The California Legislature deregulated the power industry in 1996, establishing a so-called “spot market” in which utilities purchased electricity on the day it was needed. Four years later, during an exceptionally hot summer, wholesale electricity prices skyrocketed. In response, several utilities on the Western power grid determined that they could no longer afford the spot market, and instead negotiated less expensive but still inflated long-term contracts with power suppliers. Once the crisis passed, the utilities asked the government to let them change the contracts to reflect newly lowered electricity prices. The government refused, citing a longstanding Supreme Court doctrine presuming that utilities’ contracts are reasonable.
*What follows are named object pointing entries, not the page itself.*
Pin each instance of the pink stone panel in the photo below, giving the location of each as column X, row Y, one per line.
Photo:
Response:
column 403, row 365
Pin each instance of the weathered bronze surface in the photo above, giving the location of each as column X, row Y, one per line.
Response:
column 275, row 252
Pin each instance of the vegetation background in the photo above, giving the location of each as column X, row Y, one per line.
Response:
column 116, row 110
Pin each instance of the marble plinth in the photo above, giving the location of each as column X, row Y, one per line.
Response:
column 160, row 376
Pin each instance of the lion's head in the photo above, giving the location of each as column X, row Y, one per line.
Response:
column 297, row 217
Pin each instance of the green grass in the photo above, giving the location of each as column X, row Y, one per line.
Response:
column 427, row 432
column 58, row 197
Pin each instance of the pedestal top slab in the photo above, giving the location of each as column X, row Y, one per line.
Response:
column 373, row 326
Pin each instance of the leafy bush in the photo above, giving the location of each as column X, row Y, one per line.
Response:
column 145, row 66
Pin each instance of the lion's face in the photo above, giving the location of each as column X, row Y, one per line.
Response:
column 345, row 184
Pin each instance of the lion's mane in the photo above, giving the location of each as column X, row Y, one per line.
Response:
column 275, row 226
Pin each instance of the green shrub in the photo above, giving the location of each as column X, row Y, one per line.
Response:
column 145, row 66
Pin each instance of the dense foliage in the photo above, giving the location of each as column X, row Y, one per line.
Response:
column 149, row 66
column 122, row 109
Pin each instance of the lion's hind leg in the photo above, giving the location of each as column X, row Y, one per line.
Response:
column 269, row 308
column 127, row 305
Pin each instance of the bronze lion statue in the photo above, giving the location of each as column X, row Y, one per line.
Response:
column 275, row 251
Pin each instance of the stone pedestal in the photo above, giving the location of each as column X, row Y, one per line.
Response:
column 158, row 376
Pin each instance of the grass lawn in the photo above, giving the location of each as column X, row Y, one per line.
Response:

The Ninth Circuit ultimately ordered the government to permit the changes.

Question: 

May the government permit utility companies to renegotiate long-term contracts with wholesale energy suppliers and, if so, what circumstances justify renegotiation?

Conclusion: 

Renegotiation is allowed only if the contract poses "serious harm to the public interest." In this case, the Court decided 5-2 (Justices John G. Roberts and Stephen Breyer took no part in the decision) that the Federal Energy Regulatory Commission had failed to make sufficient factual findings in order to determine whether such serious harm could in fact occur. Therefore, the Court sent the case back down to the Ninth Circuit in order to provide an opportunity to revisit these factual findings. Justice Ruth Bader Ginsburg wrote a concurring opinion stating that she believed the Court should have waited to hear the case until all the facts had been uncovered. However, because the case was heard when it was, she felt obliged to agree with the majority's reasoning. Justice John Paul Stevens, joined by Justice David Souter, dissented, arguing that Congress, not the courts, should set the standards regarding the reasonableness of public contracts.